Various types of ultrahigh molar mass polyacrylamides (PAMs) or HPAMs and their co- and ter-polymers used not only in enhanced oil recovery, but also in drilling, fracturing, water treatment and tailing applications require an accurate description of polymer molar mass (Mw) and hydrodynamic size for their optimal design. The range of Mw for various types of available HPAMs is between 4 and 30 million g/mol and is typically determined using intrinsic viscosity measurement.

Molecular weight distribution (MWD or PDI) cannot be determined since neither standards with low PDI nor GPC/SEC techniques exist today for such ultrahigh molar mass polymers. Moreover, the solution environment in underground reservoirs, characterized by high temperatures, pH and the presence of monovalent and divalent ions, may often lead to changes in polymer macromolecular conformation. Current techniques, such as light scattering or microscopy, SEC, ultraviolet visible measurements and liquid chromatography, are not capable of accurately investigating these macromolecular complex structures for various reasons. In this paper the Asymmetrical Flow Field Flow Fractionation system was utilized to fractionate four different ultrahigh molecular weight HPAM samples, varying in molar mass and commercially used for oilfield applications, in different carrier pH values ranging from 12 to 3 (pH 12, pH 7.4 and pH 3). The system uses field flow fractionation a family of analytical techniques developed specifically for separating and characterizing macromolecules, colloids and particles. Other advantages over conventional GPC/SEC include minimum shear degradation, mild operating conditions and no sample loss due to adsorption. The flow system was equipped with a multiangle light scattering and refractive index detectors to measure molar mass and radius of gyration.

The results show that the samples molecular weights increased substantially as the pH (or the ionic strength) of the carrier solution decreased from 12 to 3, especially for higher molar mass polymers.
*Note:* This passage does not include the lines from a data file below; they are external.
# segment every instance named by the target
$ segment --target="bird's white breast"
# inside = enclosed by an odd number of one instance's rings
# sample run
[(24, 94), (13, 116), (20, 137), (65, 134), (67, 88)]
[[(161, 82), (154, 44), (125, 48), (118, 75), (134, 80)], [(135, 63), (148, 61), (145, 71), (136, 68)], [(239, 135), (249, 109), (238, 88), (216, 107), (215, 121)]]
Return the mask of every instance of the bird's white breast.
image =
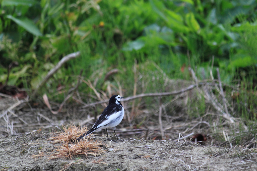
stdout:
[(122, 110), (107, 117), (107, 120), (99, 124), (97, 128), (105, 129), (115, 127), (121, 123), (124, 116), (124, 109), (122, 107)]

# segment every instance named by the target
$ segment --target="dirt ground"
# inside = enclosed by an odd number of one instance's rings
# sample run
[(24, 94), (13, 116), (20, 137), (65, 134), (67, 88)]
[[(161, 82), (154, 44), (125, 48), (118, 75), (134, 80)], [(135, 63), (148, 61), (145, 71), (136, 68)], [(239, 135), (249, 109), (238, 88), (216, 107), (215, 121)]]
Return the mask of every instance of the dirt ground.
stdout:
[[(256, 170), (257, 151), (203, 146), (188, 141), (143, 140), (104, 141), (105, 152), (96, 157), (72, 159), (35, 158), (51, 152), (57, 144), (48, 140), (53, 133), (0, 137), (0, 170)], [(103, 140), (102, 136), (97, 138)]]

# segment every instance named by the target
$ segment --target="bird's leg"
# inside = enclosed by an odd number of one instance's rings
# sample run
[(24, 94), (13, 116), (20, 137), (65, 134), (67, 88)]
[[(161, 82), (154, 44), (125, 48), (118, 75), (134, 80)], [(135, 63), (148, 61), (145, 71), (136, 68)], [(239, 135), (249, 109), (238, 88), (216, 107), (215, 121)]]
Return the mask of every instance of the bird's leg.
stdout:
[(114, 127), (114, 128), (113, 128), (113, 132), (114, 132), (114, 133), (115, 134), (115, 135), (116, 135), (116, 137), (117, 138), (117, 140), (116, 140), (116, 141), (115, 141), (114, 142), (116, 142), (118, 140), (120, 141), (124, 141), (124, 140), (123, 140), (123, 139), (119, 139), (119, 138), (118, 138), (118, 136), (117, 136), (117, 134), (116, 134), (116, 133), (115, 132), (115, 130), (116, 129), (115, 127)]
[(108, 137), (108, 132), (107, 130), (108, 130), (108, 128), (106, 128), (105, 129), (105, 130), (106, 131), (106, 134), (107, 134), (107, 139), (106, 139), (104, 140), (105, 141), (107, 141), (107, 140), (109, 140), (109, 141), (111, 141), (111, 140), (109, 139), (109, 137)]

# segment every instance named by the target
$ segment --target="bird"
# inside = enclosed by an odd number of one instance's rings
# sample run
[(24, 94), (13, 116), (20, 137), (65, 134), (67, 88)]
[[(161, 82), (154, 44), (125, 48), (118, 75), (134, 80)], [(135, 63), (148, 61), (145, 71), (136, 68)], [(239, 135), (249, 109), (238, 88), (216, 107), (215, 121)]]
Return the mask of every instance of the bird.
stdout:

The samples radius of gyrations showed the opposite trend decreasing as the pH of the carrier solution changed from basic to acidic. For ultrahigh molecular HPAM at high pH, a narrower molar mass and radius distribution was observed with disaggregated molar mass and increased branching or swelling (therefore higher hydrodynamic radius). Use of this direct separation and measurement technique can improve understanding of polymer macromolecular structure and respective changes in the reservoir environments to enable optimal chemical dosage in oilfield applications.